Düsseldorf, 14. März 2017

Die Fachgewerkschaft diskutierte am Dienstag in Düsseldorf mit  Sylvia Pantel und Marion Warden als politische Vertreter bei der Podiumsdiskussion zu dem Thema Altersdiskriminierung und Altersarmut. Die Seniorenvertretung der „komba gewerkschaft nrw“ stellte das Thema in den Mittelpunkt ihrer Jahrestagung.

Ihr Vorsitzender Klaus-Dieter Schulze erklärte, warum die Gewerkschaft die Thematik Altersarmut angehen müsse: „Auch im öffentlichen Dienst gibt es Berufsgruppen, die wenig verdienen und nicht vorsorgen können. Für sie ist es im Rentenalter sehr schwierig über die Runden zu kommen.“

Ähnlich äußerte sich die stellvertretende „komba“-Landesvorsitzende Sandra van Heemskerk: „Für viele beginnt mit dem Renteneintritt ein sorgenvoller Lebensabschnitt.“ Um dem zu begegnen plädierte sie für eine Erhöhung des Rentenniveaus und eine Stärkung der betrieblichen Vorsorge.

Sylvia Pantel betonte, dass man in der Koalition die Probleme kenne und verwies in dem Zusammenhang auf die in der großen Koalition vereinbarten Maßnahmen,  wie die Verlängerung der Zurechnungszeit wegen Erwerbsminderung; die Stärkung der Betriebsrenten mit Sozialpartnermodell und Steuerzuschuss für Geringverdiener; die Anhebung der Grundzulage bei der „Riester-Förderung“; die Abschaffung der Zahlung doppelter Beiträge bei betrieblichen Riester-Verträgen oder die Einführung von Freibeträgen für zusätzliche Altersvorsorge.
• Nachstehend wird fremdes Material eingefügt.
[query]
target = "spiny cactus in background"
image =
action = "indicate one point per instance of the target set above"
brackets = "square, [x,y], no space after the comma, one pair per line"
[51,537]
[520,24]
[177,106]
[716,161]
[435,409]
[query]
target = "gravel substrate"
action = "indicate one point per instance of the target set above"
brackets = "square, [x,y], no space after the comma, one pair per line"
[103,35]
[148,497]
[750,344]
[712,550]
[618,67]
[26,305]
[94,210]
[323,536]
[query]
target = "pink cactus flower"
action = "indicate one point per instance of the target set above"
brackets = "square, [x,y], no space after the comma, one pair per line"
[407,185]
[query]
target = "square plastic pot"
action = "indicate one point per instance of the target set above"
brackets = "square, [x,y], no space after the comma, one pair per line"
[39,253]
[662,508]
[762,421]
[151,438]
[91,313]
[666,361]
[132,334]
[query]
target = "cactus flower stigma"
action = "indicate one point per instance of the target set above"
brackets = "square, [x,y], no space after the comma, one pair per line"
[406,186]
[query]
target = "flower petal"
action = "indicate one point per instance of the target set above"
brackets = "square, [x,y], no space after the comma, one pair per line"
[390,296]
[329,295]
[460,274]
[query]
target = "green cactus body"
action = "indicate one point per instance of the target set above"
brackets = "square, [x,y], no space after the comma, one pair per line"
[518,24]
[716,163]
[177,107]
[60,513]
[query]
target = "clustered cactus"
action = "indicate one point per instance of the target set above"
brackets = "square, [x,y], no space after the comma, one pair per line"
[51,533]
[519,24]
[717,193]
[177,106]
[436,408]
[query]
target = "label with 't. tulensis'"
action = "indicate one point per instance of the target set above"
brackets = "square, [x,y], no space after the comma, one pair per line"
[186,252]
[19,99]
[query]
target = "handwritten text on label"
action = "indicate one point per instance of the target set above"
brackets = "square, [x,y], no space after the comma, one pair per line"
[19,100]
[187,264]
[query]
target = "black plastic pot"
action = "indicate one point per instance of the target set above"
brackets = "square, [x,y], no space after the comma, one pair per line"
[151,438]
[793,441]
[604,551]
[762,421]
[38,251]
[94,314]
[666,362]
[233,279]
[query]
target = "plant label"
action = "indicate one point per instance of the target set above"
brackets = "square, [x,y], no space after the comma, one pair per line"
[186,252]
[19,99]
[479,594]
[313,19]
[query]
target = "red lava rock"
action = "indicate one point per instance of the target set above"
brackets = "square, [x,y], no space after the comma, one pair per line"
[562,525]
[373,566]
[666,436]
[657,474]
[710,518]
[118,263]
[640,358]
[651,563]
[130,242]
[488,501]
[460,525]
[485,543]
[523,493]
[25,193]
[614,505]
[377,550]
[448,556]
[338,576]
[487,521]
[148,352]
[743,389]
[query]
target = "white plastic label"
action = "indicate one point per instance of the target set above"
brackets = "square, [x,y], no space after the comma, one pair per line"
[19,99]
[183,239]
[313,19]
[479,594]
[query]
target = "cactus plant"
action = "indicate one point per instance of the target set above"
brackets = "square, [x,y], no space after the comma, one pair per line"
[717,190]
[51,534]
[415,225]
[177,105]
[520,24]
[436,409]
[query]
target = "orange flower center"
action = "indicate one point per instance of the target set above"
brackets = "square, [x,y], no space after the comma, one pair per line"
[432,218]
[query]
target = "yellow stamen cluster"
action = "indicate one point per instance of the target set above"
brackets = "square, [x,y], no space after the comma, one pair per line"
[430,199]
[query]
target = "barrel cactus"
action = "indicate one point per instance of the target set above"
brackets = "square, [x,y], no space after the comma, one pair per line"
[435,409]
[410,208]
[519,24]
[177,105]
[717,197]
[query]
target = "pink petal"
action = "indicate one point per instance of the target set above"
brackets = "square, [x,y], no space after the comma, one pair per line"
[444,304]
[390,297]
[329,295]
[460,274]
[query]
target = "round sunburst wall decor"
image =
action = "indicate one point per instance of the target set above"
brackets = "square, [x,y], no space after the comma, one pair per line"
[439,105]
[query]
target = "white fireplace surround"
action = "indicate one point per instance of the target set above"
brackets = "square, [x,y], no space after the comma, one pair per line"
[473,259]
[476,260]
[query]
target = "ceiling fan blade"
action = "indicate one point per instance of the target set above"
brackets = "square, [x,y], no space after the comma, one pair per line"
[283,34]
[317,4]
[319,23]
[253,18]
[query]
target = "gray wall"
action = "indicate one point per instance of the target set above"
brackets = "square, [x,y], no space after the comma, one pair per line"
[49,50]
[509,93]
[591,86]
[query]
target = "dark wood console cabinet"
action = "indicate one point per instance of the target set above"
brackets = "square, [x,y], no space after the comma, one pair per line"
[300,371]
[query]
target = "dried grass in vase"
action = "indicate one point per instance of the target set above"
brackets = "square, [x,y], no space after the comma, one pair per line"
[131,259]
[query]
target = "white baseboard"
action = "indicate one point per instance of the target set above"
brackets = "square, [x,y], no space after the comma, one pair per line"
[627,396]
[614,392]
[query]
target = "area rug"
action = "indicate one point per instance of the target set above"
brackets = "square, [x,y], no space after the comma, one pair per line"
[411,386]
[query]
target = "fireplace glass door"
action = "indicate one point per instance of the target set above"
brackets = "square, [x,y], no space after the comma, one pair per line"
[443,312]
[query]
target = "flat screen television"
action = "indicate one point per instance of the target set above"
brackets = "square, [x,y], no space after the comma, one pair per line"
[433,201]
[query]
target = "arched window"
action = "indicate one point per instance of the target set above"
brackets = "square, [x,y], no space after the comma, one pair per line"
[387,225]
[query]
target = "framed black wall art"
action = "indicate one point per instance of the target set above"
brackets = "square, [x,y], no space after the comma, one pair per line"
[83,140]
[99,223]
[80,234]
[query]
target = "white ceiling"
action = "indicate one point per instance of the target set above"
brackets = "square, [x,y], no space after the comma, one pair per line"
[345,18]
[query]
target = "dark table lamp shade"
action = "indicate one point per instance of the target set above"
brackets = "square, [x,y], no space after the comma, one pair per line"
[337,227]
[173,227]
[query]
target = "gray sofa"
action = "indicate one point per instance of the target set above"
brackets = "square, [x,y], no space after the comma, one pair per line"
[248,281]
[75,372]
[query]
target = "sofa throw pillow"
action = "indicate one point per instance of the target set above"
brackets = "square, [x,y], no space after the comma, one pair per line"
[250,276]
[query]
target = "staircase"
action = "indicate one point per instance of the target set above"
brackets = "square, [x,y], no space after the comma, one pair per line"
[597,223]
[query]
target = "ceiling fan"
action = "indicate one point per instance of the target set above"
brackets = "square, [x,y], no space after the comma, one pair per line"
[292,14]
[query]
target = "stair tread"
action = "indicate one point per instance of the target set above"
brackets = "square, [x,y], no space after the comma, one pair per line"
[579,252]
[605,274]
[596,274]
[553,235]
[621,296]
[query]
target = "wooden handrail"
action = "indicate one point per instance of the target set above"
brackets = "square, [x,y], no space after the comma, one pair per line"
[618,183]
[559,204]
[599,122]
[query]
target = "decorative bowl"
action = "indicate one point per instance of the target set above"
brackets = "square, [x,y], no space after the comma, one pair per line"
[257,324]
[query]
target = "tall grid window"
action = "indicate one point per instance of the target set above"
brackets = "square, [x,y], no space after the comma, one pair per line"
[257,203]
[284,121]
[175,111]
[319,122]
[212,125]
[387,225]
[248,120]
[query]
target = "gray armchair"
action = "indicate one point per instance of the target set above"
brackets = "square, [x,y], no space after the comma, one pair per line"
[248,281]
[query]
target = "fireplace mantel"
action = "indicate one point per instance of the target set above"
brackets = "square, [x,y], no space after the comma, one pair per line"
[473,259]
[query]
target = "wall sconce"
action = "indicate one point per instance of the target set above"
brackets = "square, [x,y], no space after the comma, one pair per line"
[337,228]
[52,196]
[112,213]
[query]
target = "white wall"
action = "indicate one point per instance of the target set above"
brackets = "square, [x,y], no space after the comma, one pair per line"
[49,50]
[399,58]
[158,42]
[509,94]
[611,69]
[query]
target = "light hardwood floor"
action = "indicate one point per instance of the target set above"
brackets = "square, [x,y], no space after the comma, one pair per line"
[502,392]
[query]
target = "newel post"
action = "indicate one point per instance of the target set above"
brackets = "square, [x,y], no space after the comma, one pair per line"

Außerdem begrüßte Pantel das in diesem Jahr eingeführte Flexi-Renten-Gesetz ,denn „die Flexi-Rente ermöglicht und belohnt längeres Arbeiten“.

Das Kernproblem der Finanzierung ergebe sich aus dem demografischen Wandel: So seien vor 40 Jahren sieben Arbeitnehmer auf einen Rentner gekommen, heute gebe es gerade einmal noch ein Verhältnis von 2:1. Und durch die höhere Lebenserwartung steige natürlich auch die Länge der Versorgung.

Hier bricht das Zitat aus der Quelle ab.